A RIGHT TO FOOD
Food insecurity: Taking action and transforming urban food policy
Symposium on 18 April 2024
Marlowe Building, University of Kent
Report by Dr Mehri Holliday
The symposium was promoted by the School of Architecture, Design and Planning and the Centre for the Sustainable Built Environment at the University of Kent. It brought together third sector, local government and academic speakers to share ideas and best practices in ‘Right to Food’ and food policy initiatives as well as work being done across the channel with the ‘3i University Network’ cross-channel partner cities of Lille, Ghent, and Kent Universities.
The symposium explored the barriers, tensions, relationships and achievements in acting through three themes: food poverty, urban food policies, and spatial aspects related to it.
Our district institutions such as Canterbury Food Bank and All Saints Church were represented and spoke about their frontline activities and community engagement. Several academics from the ‘3i University cross-channel’ group gave illustrated papers with statistics.
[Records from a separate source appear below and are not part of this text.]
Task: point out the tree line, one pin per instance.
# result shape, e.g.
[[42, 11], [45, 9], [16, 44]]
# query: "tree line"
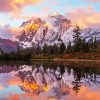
[[78, 45]]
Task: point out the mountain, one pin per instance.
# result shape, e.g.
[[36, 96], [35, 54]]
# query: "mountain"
[[7, 45], [50, 30]]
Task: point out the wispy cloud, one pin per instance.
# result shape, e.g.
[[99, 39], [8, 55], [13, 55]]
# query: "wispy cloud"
[[84, 17], [16, 5], [93, 0]]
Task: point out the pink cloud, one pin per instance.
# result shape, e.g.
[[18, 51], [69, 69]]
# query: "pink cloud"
[[93, 0], [84, 17]]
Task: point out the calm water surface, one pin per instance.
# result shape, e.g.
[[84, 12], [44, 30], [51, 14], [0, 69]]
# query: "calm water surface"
[[49, 81]]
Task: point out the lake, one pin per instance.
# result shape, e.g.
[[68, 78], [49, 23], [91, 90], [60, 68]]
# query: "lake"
[[47, 80]]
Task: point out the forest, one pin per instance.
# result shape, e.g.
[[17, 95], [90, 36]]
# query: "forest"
[[78, 49]]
The following is a summary of Professor Simona de Lulio’s paper, from the University of Lille.
Professor de Lulio’s research paper entitled ‘From Media Coverage to Public Concern’ gave the audience a sense of food vulnerability and a range of its consequences among the student body at Lille University. She highlighted the startling findings of her research, stating that 44% of the students fall into ‘food vulnerable’ category, and that her research findings further showed this to be due to financial constraints, sometimes acute, and the unsuitable food range available on campus. Both were manifested in the students’ lack of interest in engaging in eating properly. The adopted research methodologies invited students to engage with the research at every stage, recording testimonies and micro narratives of students feeling the stigma of poverty and skipping meals, recording students’ food intake, the frequency of ignoring food because of it being of poor quality or a lack of food choices, as well as visual material and data testament to isolation and depression as the result of food poverty. The students were thus researchers collaborating and co-constructing, creating student reports, organising groups protesting on campus and in the city, highlighting their right to fair access to healthy foods, and involving political parties and the press. As a result 47 articles were published in the Le Monde and La Voix du Nord (The Voice of the North), the regional daily newspaper.
Professor de Lulio asserted that the work is ongoing, calling for broader research perspectives, including examples such as the absence of research on agri-food perspectives, the creation of solidarity shops where students can buy food items at a lower rate or pay for their food according to what they can afford on campus. She asserted that research was also needed on the correlation between a lack of food and academic achievement, and the ways in which public health concerns in each local authority, and the government, could collaborate with the people in the community grassroots.
Professor de Lulio gave permission to Dr Mehri Holliday to publish this summary with the accompanying slide through the Canterbury Society.